The foundation has four core values — collaboration, optimism, innovation and technology. “Innovation is the core to everything we do,” he said.
“We spend between $3-4 billion every year in this developmental program, and we spent over $1 billion in the Islamic world,” Al-Damluji said, adding that his mission was to deepen the relationship that they have in the region, especially with the foundation.
He said there are several factors that the foundation tries to address including the basic barrier that prevents people in some parts of the world from leading a healthy and productive life. “We believe diseases affect children under the age of five, and we are focusing on this area,” he said.
Citing the example of children from northern Pakistan who are still vulnerable to polio, he said the same disease had been eradicated from England and the US. Malaria in Africa affects children and many of them die or are disabled for the rest of their lives. “The burden that the family carries affects their life, which is important to us,” he said.
“In addition to checking spread of polio, we also focus a lot on agriculture, because most of the poor in the world are farmers. Their livelihood is food because it feeds their families, besides providing some income to buy basic things like clothing and for education of their kids,” he said.
Al-Damluji said: “We are a donor and funding organization that works with over 1,200 beneficiary organizations, big and small, to carry out our mission which will have an impact on targeted children and families. We work with other partners and donors, who are best in the field.”
Stating that the Foundation invests heavily in research and development (R&D), he said: “When we fund organizations, it is not necessarily to find a solution or to expand our area of operation. We spend a lot of money on academic institutions from where we expect solutions to problems. For example, it could be a new vaccine that could be cheaper or a new technology that would allow a farmer to get better yield,” he said.
“Our focus is primarily on sub-Sahara in Africa, South Asia and parts of China.

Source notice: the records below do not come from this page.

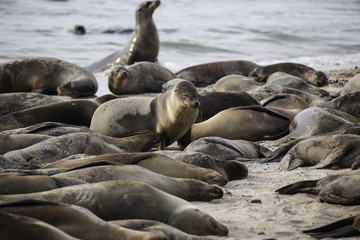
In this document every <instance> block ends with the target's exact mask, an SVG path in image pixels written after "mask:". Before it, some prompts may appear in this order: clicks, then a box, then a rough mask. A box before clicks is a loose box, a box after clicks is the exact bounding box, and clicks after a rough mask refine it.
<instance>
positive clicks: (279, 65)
mask: <svg viewBox="0 0 360 240" xmlns="http://www.w3.org/2000/svg"><path fill="white" fill-rule="evenodd" d="M275 72H284V73H288V74H291V75H293V76H296V77H299V78H301V79H303V80H305V81H306V82H307V83H309V84H312V85H314V86H317V87H322V86H324V85H326V84H327V83H328V78H327V76H326V75H325V73H323V72H321V71H316V70H315V69H313V68H311V67H308V66H305V65H303V64H298V63H292V62H284V63H276V64H271V65H267V66H258V67H256V68H255V69H254V70H253V71H252V72H251V73H250V74H249V75H248V76H249V77H257V78H259V79H260V81H263V80H264V79H266V78H267V77H268V76H269V75H271V74H273V73H275Z"/></svg>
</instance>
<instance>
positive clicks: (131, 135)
mask: <svg viewBox="0 0 360 240" xmlns="http://www.w3.org/2000/svg"><path fill="white" fill-rule="evenodd" d="M2 133H3V135H4V134H6V135H8V136H7V137H6V138H5V140H6V143H9V144H8V146H9V148H12V149H18V148H19V147H18V146H19V144H22V145H25V143H33V142H34V140H31V139H34V138H35V139H39V140H41V136H43V135H49V136H62V135H65V134H69V133H88V134H90V135H93V136H95V137H98V138H101V139H102V140H104V141H105V142H106V143H108V144H113V145H115V146H117V147H120V148H125V149H128V150H129V151H133V152H145V151H149V150H151V149H152V148H153V147H154V146H155V145H156V144H157V143H158V142H159V141H160V135H159V134H158V133H156V132H141V133H137V134H134V135H131V136H128V137H123V138H113V137H109V136H106V135H103V134H101V133H97V132H94V131H92V130H90V129H89V128H87V127H83V126H76V125H71V124H66V123H58V122H43V123H39V124H35V125H31V126H29V127H26V128H20V129H12V130H7V131H3V132H2ZM1 136H2V134H1V133H0V139H1ZM44 137H45V138H46V136H44ZM48 138H49V137H48ZM20 140H21V141H20ZM26 140H27V141H26ZM15 141H16V142H18V143H17V144H14V145H10V144H12V143H14V142H15ZM28 145H30V144H28ZM9 148H7V149H9Z"/></svg>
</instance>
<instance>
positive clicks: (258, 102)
mask: <svg viewBox="0 0 360 240" xmlns="http://www.w3.org/2000/svg"><path fill="white" fill-rule="evenodd" d="M199 102H200V108H199V114H198V118H197V120H196V122H203V121H206V120H208V119H209V118H211V117H213V116H215V115H216V114H218V113H219V112H221V111H223V110H226V109H229V108H233V107H240V106H249V105H259V102H258V101H256V100H255V98H253V97H252V96H251V95H250V94H248V93H246V92H236V93H235V92H204V93H201V94H200V95H199Z"/></svg>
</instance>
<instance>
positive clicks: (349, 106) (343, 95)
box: [321, 91, 360, 118]
mask: <svg viewBox="0 0 360 240" xmlns="http://www.w3.org/2000/svg"><path fill="white" fill-rule="evenodd" d="M359 105H360V91H359V92H354V93H348V94H345V95H342V96H339V97H337V98H334V99H333V100H331V101H329V102H326V103H324V104H323V105H321V107H326V108H333V109H337V110H340V111H343V112H346V113H348V114H350V115H353V116H355V117H357V118H360V108H359V107H358V106H359Z"/></svg>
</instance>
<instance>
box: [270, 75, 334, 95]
mask: <svg viewBox="0 0 360 240" xmlns="http://www.w3.org/2000/svg"><path fill="white" fill-rule="evenodd" d="M266 84H267V85H280V86H283V87H287V88H294V89H297V90H301V91H304V92H308V93H310V94H314V95H317V96H319V97H322V98H324V99H325V100H330V94H329V93H328V92H327V91H326V90H324V89H319V88H313V87H312V86H310V85H309V84H308V83H307V82H306V81H304V80H303V79H301V78H299V77H296V76H293V75H291V74H287V73H284V72H275V73H273V74H271V75H270V76H269V77H268V78H267V80H266Z"/></svg>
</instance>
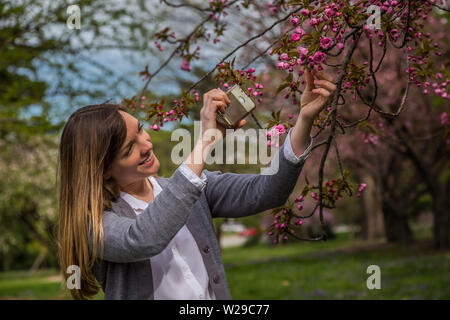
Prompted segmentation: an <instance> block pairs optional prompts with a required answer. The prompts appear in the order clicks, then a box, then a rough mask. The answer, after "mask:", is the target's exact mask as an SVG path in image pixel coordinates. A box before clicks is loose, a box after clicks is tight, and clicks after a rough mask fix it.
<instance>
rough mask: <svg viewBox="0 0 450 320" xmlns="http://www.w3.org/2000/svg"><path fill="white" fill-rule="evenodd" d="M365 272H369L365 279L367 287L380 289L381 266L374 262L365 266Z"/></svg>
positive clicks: (369, 289)
mask: <svg viewBox="0 0 450 320" xmlns="http://www.w3.org/2000/svg"><path fill="white" fill-rule="evenodd" d="M366 272H367V274H370V276H369V277H368V278H367V281H366V286H367V289H369V290H374V289H378V290H379V289H381V268H380V267H379V266H377V265H376V264H373V265H370V266H368V267H367V270H366Z"/></svg>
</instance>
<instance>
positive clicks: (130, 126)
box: [58, 71, 335, 299]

The Middle East is also an important region for us, since it is not merely because it has pockets of poverty but also because it throws up solutions to problems. This is evident from the willingness and the history of global development that the region has to offer as also the powerful voices that exist in this region,” he said.
He said it will be an achievement for the foundation if poverty levels go down. “We will be happy to see children leading a healthy life. In the last 20 years, what we have been doing has contributed to that. Vaccination coverage has gone up.”
According to Al-Damluji , one of the challenges they face is the tight budget. “There are pressures on aid spending and many countries around the world are cutting down on such expenditure. The problem we are trying to solve requires innovation and intelligence which also requires funding,” he said.
He said some of the most important global gains were poverty reduction and improving health over the last ten years in difficult environs.